Protokoll der Sitzung vom 20.09.2018

Natürlich ist ein solcher zweckmäßiger Ansatz bei den Agenturen für Arbeit bereits möglich, zum Beispiel durch die Programme „WeGebAU“ und „Zukunftsstarter“. Allerdings sind die Fallzahlen solcher beruflichen Weiterbildungen gering. Die Gründe hierfür sind vielfältig: keine verpflichtende gesetzliche Grundlage, Abhängigkeit vom Arbeitgeber und dessen Finanzierung, Betriebswechsel sind nicht möglich, Begrenzungen im Hinblick auf Betriebsgrößen und Laufzeiten, kleine Betriebe nehmen nicht teil, die bewilligten Maßnahmen sind zu kurz und führen nicht zu einem Berufsabschluss, und die Komplexität bei Beantragung und Abrechnung ist zu hoch. Dazu kommt das Ermessen entsprechender Bearbeiter bei den Agenturen, die die Maßnahmen im Einzelfall begründen müssen.

Unser Modellprojekt schafft somit auch Klarheit und Handlungsspielraum für die Agenturen für Arbeit; denn die einzige wesentliche Zugangsvoraussetzung ist die Absehbarkeit eines Erfolgs der Weiterbildung, welche bei Motivation der Beschäftigten und der Wahl eines aussichtsreichen Berufs in der Regel gegeben sein sollte.

Besetzen wir offene Lehrstellen einfach mit Bildungswilligen.

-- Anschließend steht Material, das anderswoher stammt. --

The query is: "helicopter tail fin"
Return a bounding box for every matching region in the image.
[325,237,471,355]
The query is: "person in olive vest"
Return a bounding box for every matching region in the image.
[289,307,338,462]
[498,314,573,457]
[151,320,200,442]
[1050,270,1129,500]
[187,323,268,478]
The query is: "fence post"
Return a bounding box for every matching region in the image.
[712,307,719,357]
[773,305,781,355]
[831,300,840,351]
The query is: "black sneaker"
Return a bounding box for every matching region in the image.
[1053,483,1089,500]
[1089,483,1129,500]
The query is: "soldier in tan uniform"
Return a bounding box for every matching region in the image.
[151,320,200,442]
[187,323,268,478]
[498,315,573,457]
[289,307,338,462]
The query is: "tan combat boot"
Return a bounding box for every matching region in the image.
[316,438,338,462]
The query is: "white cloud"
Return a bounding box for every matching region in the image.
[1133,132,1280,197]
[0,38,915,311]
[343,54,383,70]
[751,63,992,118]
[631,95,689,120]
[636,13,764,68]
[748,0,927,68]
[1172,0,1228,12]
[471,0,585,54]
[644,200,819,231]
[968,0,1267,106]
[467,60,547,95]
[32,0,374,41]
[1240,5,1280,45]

Rheinland-Pfalz sollte im Hinblick auf die Arbeitsmarkt- und Berufsförderung innovativ bleiben. Wir bitten den Landtag daher, unseren Antrag an den Ausschuss für Soziales und Arbeit zu überweisen, um dort die Debatte weiterführen zu können und auch noch Raum für die Klärung weiterer Fragen zu geben.

Vielen Dank.

(Beifall der AfD – Abg. Martin Haller, SPD: Das sieht schlecht aus!)

Als nächstem Redner erteile ich dem Abgeordneten Köbler für die Koalitionsfraktionen das Wort.

Sehr geehrter Herr Präsident, liebe Kolleginnen und Kollegen, meine Damen und Herren! Ich mache nun schon ein paar Jahre Arbeitsmarkt- und Sozialpolitik. Ich habe eine Weile gebraucht und den Antrag mehrfach gelesen, um zu verstehen, was die AfD-Fraktion eigentlich mit dem Antrag will. Ich habe selten ein Antrag gelesen, in dem so viele Widersprüche und Widersprüchlichkeiten zu finden sind.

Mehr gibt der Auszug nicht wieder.